Et au fil du temps, cette matière pourrait modifier la teneur en carbone et en oxygène de l’atmosphère de Saturne.
“C’est un nouvel élément du fonctionnement de notre système solaire”, a déclaré l’astronome et physicien Thomas Cravens de l’Université du Kansas.
“Deux choses m’ont surpris. La première est la complexité chimique de ce qui se dégageait des anneaux – nous pensions que ce serait presque entièrement de l’eau, d’après ce que nous avions vu dans le passé. La seconde est la quantité pure et simple de ces matériaux, bien plus que ce à quoi nous nous attendions au départ. La qualité et la quantité des matériaux que les anneaux déposent dans l’atmosphère m’ont surpris.”

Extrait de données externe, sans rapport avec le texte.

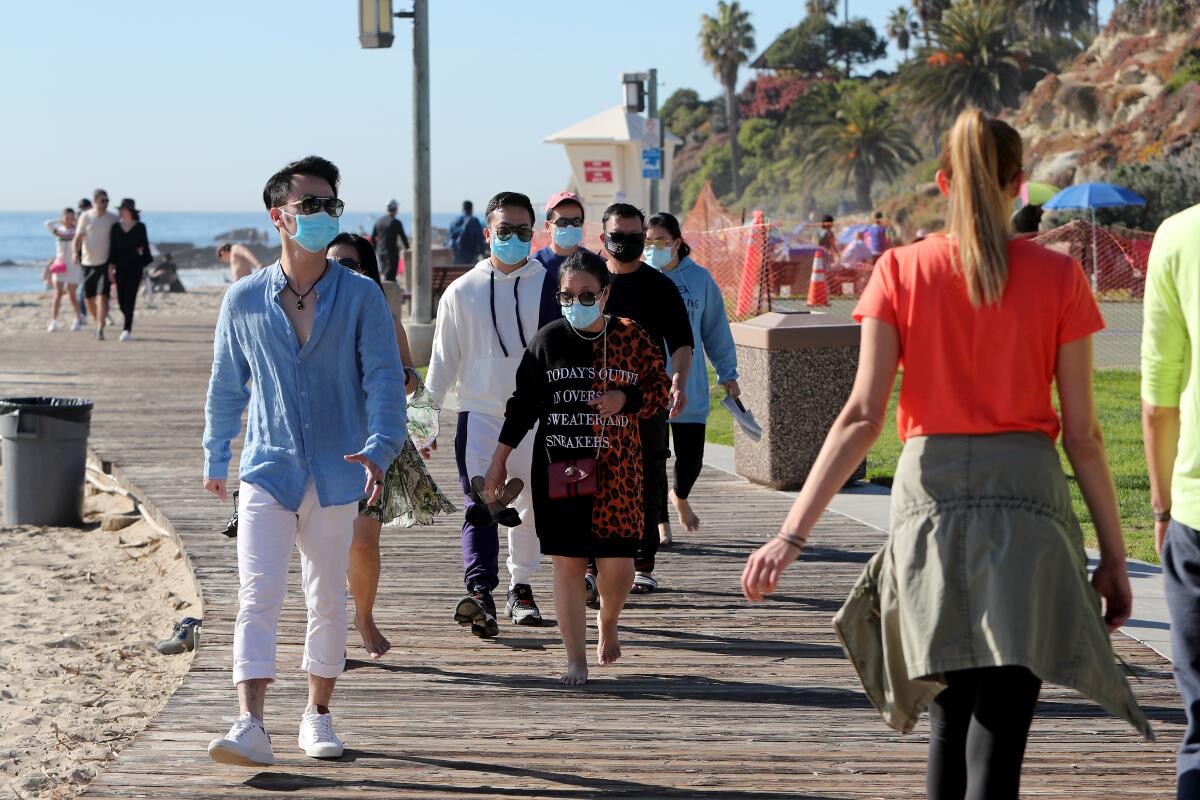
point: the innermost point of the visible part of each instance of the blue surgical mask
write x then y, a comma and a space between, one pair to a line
581, 316
514, 251
659, 257
313, 230
569, 236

Sur la base des recherches précédentes, on s’attendait à une certaine pluie d’anneaux, et Cassini était donc préparée – la sonde a utilisé son antenne radio comme un parapluie pour se protéger des débris qui tombaient.
La sonde a ensuite pu utiliser son spectromètre de masse ionique et neutre (INMS) pour analyser le contenu chimique de cette pluie, même s’il a été conçu pour analyser les gaz.
La pluie d’anneaux a frappé Cassini à une telle vitesse qu’elle s’est instantanément vaporisée, ce qui a permis au spectromètre INMS de se mettre au travail.
“L’hydrogène moléculaire était, comme prévu, le constituant atmosphérique le plus abondant”, a déclaré le cosmochimiste Kelly Miller du Southwest Research Institute.
“Mais la pluie battante provenant des anneaux comprenait beaucoup d’eau ainsi que des molécules comme le butane et le propane – le genre de produits chimiques que vous pourriez utiliser pour un gril ou un réchaud de camping.”
Les chercheurs ont également trouvé du méthane, de l’ammoniac, du monoxyde de carbone, de l’azote moléculaire et du dioxyde de carbone.
Le méthane, a déclaré M. Cravens, était tout à fait inattendu, tout comme le dioxyde de carbone. Ce à quoi les chercheurs s’attendaient, c’est à beaucoup plus de glace d’eau.
Non seulement il y avait des composés organiques mélangés dans la glace, mais la composition de ces molécules était différente de celle des composés organiques observés sur Encelade et Titan.
Une deuxième étude a examiné 2700 grains de poussière capturés par la pluie de l’anneau dans l’instrument Cosmic Dust Analyzer de Cassini, et a constaté que, si la plupart des matériaux (environ 95 %) étaient de la glace d’eau, il y avait également une proportion non négligeable de silicates – les molécules qui composent les roches.
Les chercheurs ont découvert que l’anneau D, qui tourne beaucoup plus vite que l’atmosphère de la planète, projette cette matière sur la planète, à raison de 10 000 kilogrammes par seconde.
Cela suggère que l’anneau suivant, l’anneau C, réapprovisionne en quelque sorte l’anneau D et que ce dernier joue un rôle dans la composition de l’ionosphère et de l’atmosphère de la planète.
Ces découvertes pourraient nous aider à mieux comprendre les anneaux planétaires, leur composition, leur origine, leur durée de vie et les raisons pour lesquelles certaines planètes en sont pourvues et d’autres non.
Elles nous éclairent également sur la durée de vie des anneaux, qui, après tout, ne sont pas éternels, comme on peut le voir sur les anneaux fins et vaporeux autour de Jupiter, Neptune et Uranus.
“Grâce à ces données, nous avons raccourci la durée de vie des anneaux intérieurs en raison de la quantité de matière déplacée – c’est beaucoup plus que ce que nous pensions auparavant”, a déclaré Cravens.
“Si elle n’est pas renouvelée, les anneaux ne vont pas durer – vous avez un trou dans votre seau. Jupiter avait probablement un anneau qui a évolué vers l’anneau flou actuel, et cela pourrait être pour des raisons similaires.”
Parmi les autres découvertes faites au cours de ces 22 plongées dans les anneaux, citons une ceinture de radiations inconnue jusqu’alors entre Saturne et ses anneaux, et un courant électrique qui court le long des lignes de champ magnétique entre l’anneau D et l’atmosphère de Saturne.
Les recherches de l’équipe (et plusieurs autres résultats de ces plongées) ont été publiées dans la revue Science.